I admire my professor for dedicating a part of his life to the mountains, and I admire the mountains for not letting human influence get in the way of their beauty.
Other sites along our trip included the lovely Seljalandsfoss and Skógarfoss, two ethereal waterfalls crashing their bodies into the earth. I don’t think I’ve ever seen water so aggressive and dedicated, it was like martyrdom was manifested in the way they fell.
Here is skógarfoss:
Views from the top!
Throughout this trip, I was surprised with myself. In most situations of such overwhelming beauty I tend to start spilling over with tears as a way to express the emotions that well up within myself. Internally and unconsciously I was awaiting it. Intuition told me that eventually it would come. I was contained, and I had a feeling it had to do with the fact that I was with a group (my Icelandic class) the whole time. My feelings were all internalized, not purposefully, so as not to disrupt the order of things. But a moment did find itself and it happened where I least expected it. I cannot recall the exact location, but we had ended up driving far out into a barren field to visit another one of the stop in the Saga trail for Njáls Saga. It was quite remote, and I don’t think I’ve ever seen a place so open and flat in my life before. The bus stopped at a small house in the middle of the fields, and the group gathered around our professor to hear about the historical significance of the site we were at. I had been one of the last people to gather around, and instead of huddling in with the group, I decided to press myself into the ground and sit down amid the openness.

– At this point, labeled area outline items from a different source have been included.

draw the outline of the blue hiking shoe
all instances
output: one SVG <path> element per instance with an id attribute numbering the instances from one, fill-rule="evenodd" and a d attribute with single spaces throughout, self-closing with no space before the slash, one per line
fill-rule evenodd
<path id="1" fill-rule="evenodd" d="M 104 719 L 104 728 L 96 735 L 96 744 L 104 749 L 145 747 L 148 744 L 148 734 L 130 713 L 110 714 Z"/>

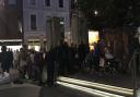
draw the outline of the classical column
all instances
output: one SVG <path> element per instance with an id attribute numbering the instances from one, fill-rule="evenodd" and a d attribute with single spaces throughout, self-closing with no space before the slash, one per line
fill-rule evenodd
<path id="1" fill-rule="evenodd" d="M 79 20 L 78 13 L 73 12 L 71 17 L 71 43 L 79 45 Z"/>

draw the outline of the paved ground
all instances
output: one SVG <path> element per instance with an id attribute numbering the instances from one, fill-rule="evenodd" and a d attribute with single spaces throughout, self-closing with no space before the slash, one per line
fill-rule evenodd
<path id="1" fill-rule="evenodd" d="M 74 75 L 68 75 L 69 77 L 97 82 L 114 86 L 120 86 L 126 88 L 132 88 L 132 75 L 131 74 L 116 74 L 116 75 L 100 75 L 96 73 L 77 73 Z M 137 76 L 137 85 L 140 87 L 140 75 Z"/>
<path id="2" fill-rule="evenodd" d="M 3 85 L 0 88 L 0 97 L 95 97 L 80 90 L 57 87 L 39 87 L 31 84 L 26 85 Z"/>

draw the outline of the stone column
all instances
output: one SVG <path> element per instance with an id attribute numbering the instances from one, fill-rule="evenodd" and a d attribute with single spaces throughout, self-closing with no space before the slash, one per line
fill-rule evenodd
<path id="1" fill-rule="evenodd" d="M 73 12 L 71 17 L 71 43 L 79 45 L 79 21 L 77 12 Z"/>

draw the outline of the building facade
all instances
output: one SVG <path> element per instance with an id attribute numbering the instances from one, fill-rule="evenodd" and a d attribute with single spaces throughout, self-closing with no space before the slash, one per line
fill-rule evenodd
<path id="1" fill-rule="evenodd" d="M 56 46 L 70 33 L 70 0 L 23 0 L 24 44 Z"/>
<path id="2" fill-rule="evenodd" d="M 0 0 L 0 45 L 21 45 L 22 37 L 22 0 Z"/>

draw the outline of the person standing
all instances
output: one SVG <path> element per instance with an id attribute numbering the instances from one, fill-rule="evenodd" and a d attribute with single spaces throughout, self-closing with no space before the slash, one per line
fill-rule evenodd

My initial reason for sitting was because I wanted to know what the grass felt like underneath me. It was slightly damp when I pressed my hands into it, and my fingers were able to lose themselves in the long green strands. It smelled of something other than grass, it was of earth, more of soil and pure growth. It was nothing like the neatly cut lawn-grass smell I experienced while growing up. This felt more genuine and wild, unruly, untamed. I sat in a daze with both my hands out to my sides, pressing down into one slice of a grass carpet that was miles long. I hadn’t really looked up yet, something held me back. Perhaps it was a fear; I knew that what I would see wouldn’t be anything like the city I grew up in, and I was afraid my eyes wouldn’t be able to take it in. Slowly I lifted my face up, I felt the grass fall away from my line of vision, felt the sky take hold of my eyes as I tried to contain it. There was more sky than earth, I was deluged, lightheaded. And that’s when it hit me, the overwhelming
feeling that I had fallen away from myself, and I was nothing any longer, just an amalgamation of atoms whirring around in all of this space, these endless spaces and the spaces between those endless spaces. Endalaust. I couldn’t tell if I was the space contained within all of this solid air or the solid entity disrupting the space around me.
I started to cry. Whatever I was, I was beautiful, and the spaces were beautiful, between my fingers, between my my endless lines of vision, between myself and the people around me, I was isolated, alone, like that church who held itself with grace.
The whole way home after that, I stared out the window in an overwhelmed flurry and cried. Sigur Rós was playing in my ears and I knew in that moment that my heart was going to be buried here. I was already testing the ground with my hands for places where my heart might like to reside. I’m still searching, but I will find it. And it will be buried, and it will feel every last earthquake and movement in the earth, as if the earth was beating with it.